C. P. – J’essaye de construire un nouveau répertoire parce que les œuvres classiques comme Casse-noisettes ou Le lac des cygnes ont été déjà tellement vues et le public a besoin de nouvelles créations. Anna Karenine de Tolstoï par exemple m’a semblé très adaptable pour le ballet et pour raconter en langage chorégraphique son histoire.
Les femmes ont reconquis leurs droits et leur place dans notre société. Je pense que l’art, en l’occurrence la danse, doit en être le reflet et Donner un coup de projecteur sur certaines figures féminines emblématiques du changement de la situation des femmes.
I. S. – Vous présentez en Espagne un programme double avec Carmen de Bizet et Le boléro de Ravel, représentant des esthétiques différentes, deux facettes différentes du travail de votre compagnie…
C. P. – Les deux pièces renouvellent totalement les lectures de Carmen et du Boléro. Carmen est un ballet plus classique et Le boléro plus contemporain. Mon langage chorégraphique est inspiré avant tout par la musique. Celle de Bizet est de structure classique avec des motifs et des rythmes très espagnols alors que celle de Ravel permet d’inventer un langage chorégraphique très contemporain.
Les deux œuvres du programme correspondent chacune à une conception différente de la danse.
Carmen est une transposition de l’opéra en ballet. Notre Carmen par rapport à la gitane de l’opéra de Bizet est une femme libre d’aujourd’hui que l’on peut rencontrer dans la vie.

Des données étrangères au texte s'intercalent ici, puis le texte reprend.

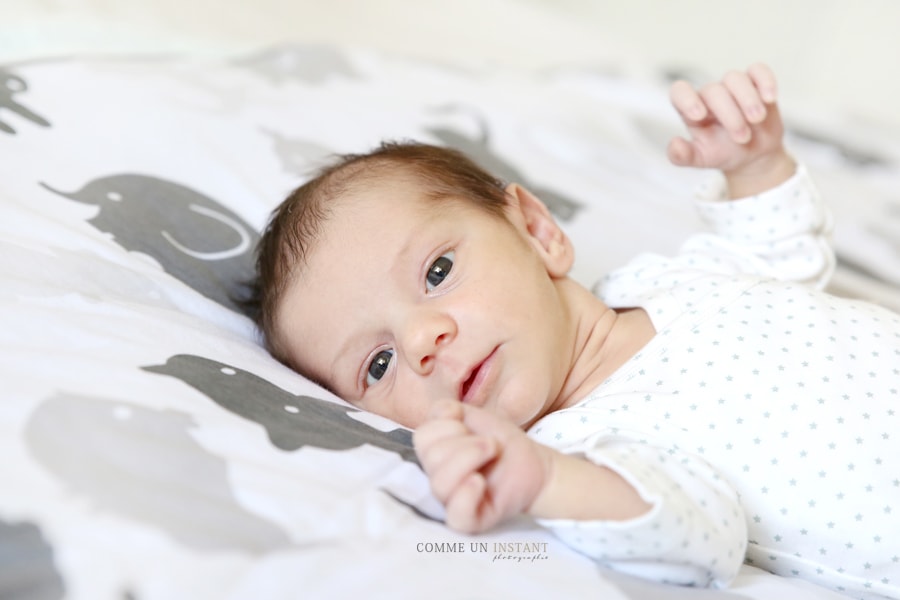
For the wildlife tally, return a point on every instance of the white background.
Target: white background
(833, 54)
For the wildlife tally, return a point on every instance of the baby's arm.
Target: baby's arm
(677, 522)
(485, 469)
(734, 126)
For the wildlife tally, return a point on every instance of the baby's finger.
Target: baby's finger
(744, 91)
(453, 461)
(681, 153)
(687, 101)
(466, 510)
(724, 107)
(764, 80)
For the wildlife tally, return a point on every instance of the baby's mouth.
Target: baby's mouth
(475, 385)
(468, 382)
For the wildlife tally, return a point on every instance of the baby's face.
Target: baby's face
(405, 301)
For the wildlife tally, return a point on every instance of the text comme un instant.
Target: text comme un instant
(497, 547)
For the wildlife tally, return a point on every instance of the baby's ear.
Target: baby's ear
(526, 211)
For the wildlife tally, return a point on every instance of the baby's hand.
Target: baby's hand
(733, 125)
(482, 468)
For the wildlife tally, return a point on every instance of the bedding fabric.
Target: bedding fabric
(152, 449)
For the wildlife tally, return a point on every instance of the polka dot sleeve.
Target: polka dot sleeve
(695, 534)
(781, 234)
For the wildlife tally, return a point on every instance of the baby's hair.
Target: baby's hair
(296, 223)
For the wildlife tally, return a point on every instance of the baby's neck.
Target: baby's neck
(605, 340)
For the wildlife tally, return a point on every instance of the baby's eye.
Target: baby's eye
(378, 366)
(439, 270)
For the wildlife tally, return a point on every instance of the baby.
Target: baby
(689, 414)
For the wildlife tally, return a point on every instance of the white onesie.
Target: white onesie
(761, 422)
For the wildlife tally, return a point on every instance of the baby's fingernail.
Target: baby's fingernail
(742, 135)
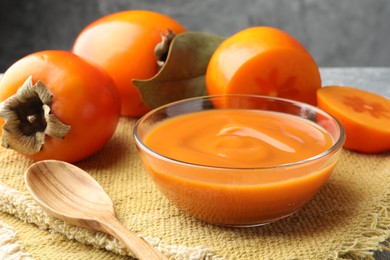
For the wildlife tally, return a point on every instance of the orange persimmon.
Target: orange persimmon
(364, 115)
(123, 44)
(263, 61)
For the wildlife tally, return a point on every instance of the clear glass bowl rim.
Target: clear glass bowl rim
(333, 149)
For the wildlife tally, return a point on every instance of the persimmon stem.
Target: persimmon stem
(161, 50)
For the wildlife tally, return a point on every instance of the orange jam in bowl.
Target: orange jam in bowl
(239, 160)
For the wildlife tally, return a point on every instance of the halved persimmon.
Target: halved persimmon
(263, 61)
(364, 115)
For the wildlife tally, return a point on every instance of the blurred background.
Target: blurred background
(338, 33)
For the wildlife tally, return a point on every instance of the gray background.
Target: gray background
(338, 33)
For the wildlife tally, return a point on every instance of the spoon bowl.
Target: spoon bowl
(72, 195)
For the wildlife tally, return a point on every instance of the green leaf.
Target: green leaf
(183, 74)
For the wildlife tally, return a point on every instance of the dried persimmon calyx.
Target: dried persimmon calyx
(28, 119)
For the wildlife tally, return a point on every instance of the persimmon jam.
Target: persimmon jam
(238, 167)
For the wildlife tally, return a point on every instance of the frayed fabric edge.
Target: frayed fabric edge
(9, 246)
(26, 209)
(373, 237)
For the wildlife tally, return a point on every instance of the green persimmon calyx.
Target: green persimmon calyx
(28, 119)
(182, 74)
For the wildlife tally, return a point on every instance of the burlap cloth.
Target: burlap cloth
(348, 218)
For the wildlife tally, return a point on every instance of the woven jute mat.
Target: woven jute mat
(348, 218)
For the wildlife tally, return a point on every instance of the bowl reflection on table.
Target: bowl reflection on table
(239, 196)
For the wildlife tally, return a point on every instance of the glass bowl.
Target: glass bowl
(234, 195)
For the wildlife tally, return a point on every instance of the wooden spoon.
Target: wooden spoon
(69, 193)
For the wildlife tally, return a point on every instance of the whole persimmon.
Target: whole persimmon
(263, 61)
(123, 44)
(55, 105)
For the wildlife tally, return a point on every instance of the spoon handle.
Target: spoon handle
(140, 248)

L’esthétique chorégraphique fait ressentir comment cette Carmen libre décide de sa vie, de ses amours. Le boléro est une mise en mouvement de la musique de Ravel incarnant la dualité : la mélodie et le rythme à travers le thème de la naissance et de la dualité de l’être humain. Cette dualité musicale et en même temps humaine est représentée au début du spectacle par un couple allongé au sol qui peu à peu va se redresser incarnant elle la mélodie, lui le rythme. L’un ne peut exister sans l’autre, leur union constitue la musique.
I. S. – Votre version du Boléro est totalement différente de la version iconique de Maurice Béjart…
C. P. – Je suis parti d’une idée absolument différente. J’ai vu plusieurs fois la chorégraphie de Maurice Béjart et aussi beaucoup d’autres versions du Boléro qui toutes étaient plus ou moins influencées par celle de Béjart.
J’ai voulu faire une création très différente qui a pour thème la musique, sa naissance et son essence double. C’était très important et émouvant pour moi d’être invité au Centre de la Compagnie de Béjart à Lausanne pour représenter mon Boléro. J’ai hésité et je voulais refuser mais la directrice du Centre m’a convaincu en me disant : tout le monde connaît Le boléro de Béjart et le vôtre renouvelle magnifiquement l’approche chorégraphique de cette œuvre. Je pense qu’au-delà de la grande admiration qu’on puisse avoir pour le travail des maîtres on doit réinventer la danse. C’est un langage infini.
I. S. – Comment se conçoivent les scénographies de vos ballets ?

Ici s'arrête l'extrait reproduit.